Okay, this sounds a bit vague, but it really is! As we said above, you don’t actually need an alarm clock in the first place. If you get enough sleep then. In reality, many people underestimate how much sleep they need. Guilty! And yet it is very important that we get enough sleep.

But why is delaying your alarm clock actually bad for us? “Other areas of the brain and dust are active when you are awake than when you are sleeping. If it’s up to your brain, they prefer to sleep undisturbed, “says Els. So if you push your alarm clock away to stay still, your brain will be taken out of their sleep one more time.

So if you don’t push your alarm clock away (or wake up from yourself!), Your sleep will have a better quality than if you snooze.

Struggling to stop snoozing?

Do you have trouble stopping snoozing? You’re not alone. But there are a few solutions that can help you. Apparently snoozing is not really necessary, and to be honest. How good is it to grab your full eight hours of sleep?
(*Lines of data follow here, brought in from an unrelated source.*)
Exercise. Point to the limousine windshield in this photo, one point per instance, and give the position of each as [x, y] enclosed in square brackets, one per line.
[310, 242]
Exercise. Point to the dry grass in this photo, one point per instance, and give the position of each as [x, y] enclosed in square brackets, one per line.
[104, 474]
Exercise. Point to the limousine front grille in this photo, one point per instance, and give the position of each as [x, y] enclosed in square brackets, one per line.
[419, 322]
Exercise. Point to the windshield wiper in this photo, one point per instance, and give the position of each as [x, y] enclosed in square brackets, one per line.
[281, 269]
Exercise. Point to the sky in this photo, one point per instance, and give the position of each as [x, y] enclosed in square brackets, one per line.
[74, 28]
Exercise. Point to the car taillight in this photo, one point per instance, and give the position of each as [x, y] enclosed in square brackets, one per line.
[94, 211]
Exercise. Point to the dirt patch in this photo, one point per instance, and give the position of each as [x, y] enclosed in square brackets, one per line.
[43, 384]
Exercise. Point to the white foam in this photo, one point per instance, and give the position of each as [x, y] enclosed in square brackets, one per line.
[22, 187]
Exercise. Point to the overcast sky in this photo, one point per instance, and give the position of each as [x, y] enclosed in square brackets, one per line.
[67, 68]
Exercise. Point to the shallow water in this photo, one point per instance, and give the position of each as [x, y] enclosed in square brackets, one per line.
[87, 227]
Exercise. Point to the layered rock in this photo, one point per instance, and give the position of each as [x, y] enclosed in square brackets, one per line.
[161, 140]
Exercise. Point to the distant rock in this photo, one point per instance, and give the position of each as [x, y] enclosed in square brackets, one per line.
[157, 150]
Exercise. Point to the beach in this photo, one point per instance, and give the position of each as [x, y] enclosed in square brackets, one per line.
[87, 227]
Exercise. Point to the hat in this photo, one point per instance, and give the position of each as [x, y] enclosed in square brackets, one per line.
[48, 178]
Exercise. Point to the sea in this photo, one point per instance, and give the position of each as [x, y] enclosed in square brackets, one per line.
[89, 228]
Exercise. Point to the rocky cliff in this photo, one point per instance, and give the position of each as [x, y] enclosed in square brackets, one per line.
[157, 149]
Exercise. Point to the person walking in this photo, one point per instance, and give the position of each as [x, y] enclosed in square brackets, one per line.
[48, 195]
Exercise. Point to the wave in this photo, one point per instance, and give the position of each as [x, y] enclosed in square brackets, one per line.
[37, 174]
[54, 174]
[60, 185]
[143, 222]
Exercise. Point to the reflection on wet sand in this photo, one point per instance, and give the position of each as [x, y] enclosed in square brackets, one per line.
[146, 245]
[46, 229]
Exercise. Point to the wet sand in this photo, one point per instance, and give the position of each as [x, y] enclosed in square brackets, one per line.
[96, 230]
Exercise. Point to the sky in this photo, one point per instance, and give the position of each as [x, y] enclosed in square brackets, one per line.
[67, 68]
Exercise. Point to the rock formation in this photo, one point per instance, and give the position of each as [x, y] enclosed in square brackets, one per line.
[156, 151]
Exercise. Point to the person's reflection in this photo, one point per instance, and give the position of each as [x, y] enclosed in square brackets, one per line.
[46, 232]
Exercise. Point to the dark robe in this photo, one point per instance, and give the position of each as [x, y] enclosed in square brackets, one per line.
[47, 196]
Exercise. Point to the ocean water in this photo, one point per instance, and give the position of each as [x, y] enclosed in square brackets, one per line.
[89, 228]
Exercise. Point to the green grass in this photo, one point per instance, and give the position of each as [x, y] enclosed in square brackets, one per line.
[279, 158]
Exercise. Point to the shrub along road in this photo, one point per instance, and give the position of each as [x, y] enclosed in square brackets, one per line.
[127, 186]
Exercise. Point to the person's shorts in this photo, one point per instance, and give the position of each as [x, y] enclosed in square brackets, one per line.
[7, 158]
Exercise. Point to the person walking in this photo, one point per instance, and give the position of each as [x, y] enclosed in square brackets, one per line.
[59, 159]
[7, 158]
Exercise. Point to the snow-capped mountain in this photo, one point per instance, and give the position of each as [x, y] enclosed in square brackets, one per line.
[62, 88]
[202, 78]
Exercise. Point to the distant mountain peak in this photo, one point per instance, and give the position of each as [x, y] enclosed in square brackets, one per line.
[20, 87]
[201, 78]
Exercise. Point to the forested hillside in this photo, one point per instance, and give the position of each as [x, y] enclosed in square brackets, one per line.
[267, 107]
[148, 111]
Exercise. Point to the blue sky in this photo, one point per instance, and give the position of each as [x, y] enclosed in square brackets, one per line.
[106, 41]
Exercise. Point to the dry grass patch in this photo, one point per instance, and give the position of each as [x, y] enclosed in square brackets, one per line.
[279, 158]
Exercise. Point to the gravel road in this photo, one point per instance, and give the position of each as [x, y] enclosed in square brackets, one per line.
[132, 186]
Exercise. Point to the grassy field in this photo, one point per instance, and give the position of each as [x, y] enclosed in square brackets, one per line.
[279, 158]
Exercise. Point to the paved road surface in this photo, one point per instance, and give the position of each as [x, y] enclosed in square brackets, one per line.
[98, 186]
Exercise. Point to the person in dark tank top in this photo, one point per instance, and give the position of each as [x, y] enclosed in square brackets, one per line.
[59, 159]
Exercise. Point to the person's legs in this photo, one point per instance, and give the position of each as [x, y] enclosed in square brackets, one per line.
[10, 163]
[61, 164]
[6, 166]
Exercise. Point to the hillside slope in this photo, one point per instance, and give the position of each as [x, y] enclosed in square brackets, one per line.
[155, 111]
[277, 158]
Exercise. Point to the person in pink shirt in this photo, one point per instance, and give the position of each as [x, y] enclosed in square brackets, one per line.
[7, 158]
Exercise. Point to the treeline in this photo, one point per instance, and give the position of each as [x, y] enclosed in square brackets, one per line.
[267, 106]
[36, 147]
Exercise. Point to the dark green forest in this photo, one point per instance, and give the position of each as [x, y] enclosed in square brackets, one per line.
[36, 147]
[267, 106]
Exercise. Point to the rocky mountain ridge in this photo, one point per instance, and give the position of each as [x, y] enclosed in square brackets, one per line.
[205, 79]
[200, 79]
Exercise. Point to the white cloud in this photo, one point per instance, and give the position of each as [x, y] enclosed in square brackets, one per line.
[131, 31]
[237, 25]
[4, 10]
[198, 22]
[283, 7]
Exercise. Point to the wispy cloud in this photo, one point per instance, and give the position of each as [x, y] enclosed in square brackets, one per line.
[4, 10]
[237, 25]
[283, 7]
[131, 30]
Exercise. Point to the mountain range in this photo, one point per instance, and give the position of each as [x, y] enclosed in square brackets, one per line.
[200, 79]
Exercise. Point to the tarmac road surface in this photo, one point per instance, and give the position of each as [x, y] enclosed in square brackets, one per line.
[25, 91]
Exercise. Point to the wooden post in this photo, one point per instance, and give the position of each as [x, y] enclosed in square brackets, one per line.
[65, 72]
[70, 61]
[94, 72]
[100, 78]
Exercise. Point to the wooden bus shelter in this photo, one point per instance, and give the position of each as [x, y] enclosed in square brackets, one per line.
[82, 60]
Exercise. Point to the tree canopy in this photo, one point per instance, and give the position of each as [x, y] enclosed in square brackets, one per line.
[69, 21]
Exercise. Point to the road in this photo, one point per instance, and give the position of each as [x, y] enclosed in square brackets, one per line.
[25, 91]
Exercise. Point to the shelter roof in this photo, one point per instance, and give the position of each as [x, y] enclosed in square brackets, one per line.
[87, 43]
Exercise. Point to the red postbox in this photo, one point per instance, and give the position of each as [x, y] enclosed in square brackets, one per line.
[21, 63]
You can probably guess what we’re going to say, but it works:

Go to bed on time

The earlier you go to bed, the earlier you get to sleep. And it is not bad at all to go to bed sometimes at half past nine.

Get up later

Can’t sleep early? Then try the opposite. Try to get up later. This may be a bit more difficult for students and working people. But if you set your alarm clock at six o’clock and you know that you will stay up until half past seven, why shouldn’t you just set your alarm clock at half past seven?

Fixed bed times

No matter how childish it may sound, it really is a golden tip. If you go to bed at the same time every day and you get up at about the same time every day, your body gets used to it and it takes less effort.

Sleep apps

Are you really desperate and the tips above don’t work? Then we have another solution for you. There are various sleep apps that tell you what you can change to improve your sleep.

In the Els (Shleep) app there is even a module that unlearns you to snooze within ten days. How handy!

At Pzizz they help you fall asleep with better (and easier) sounds. To prevent you from getting used to the sounds, the app offers multiple sounds.

And although the above apps focus primarily on the night’s rest, there are also apps that focus on  powernaps. Brainwave is an example of such an app. The app gives you a maximum duration which ensures that you do not sleep too long.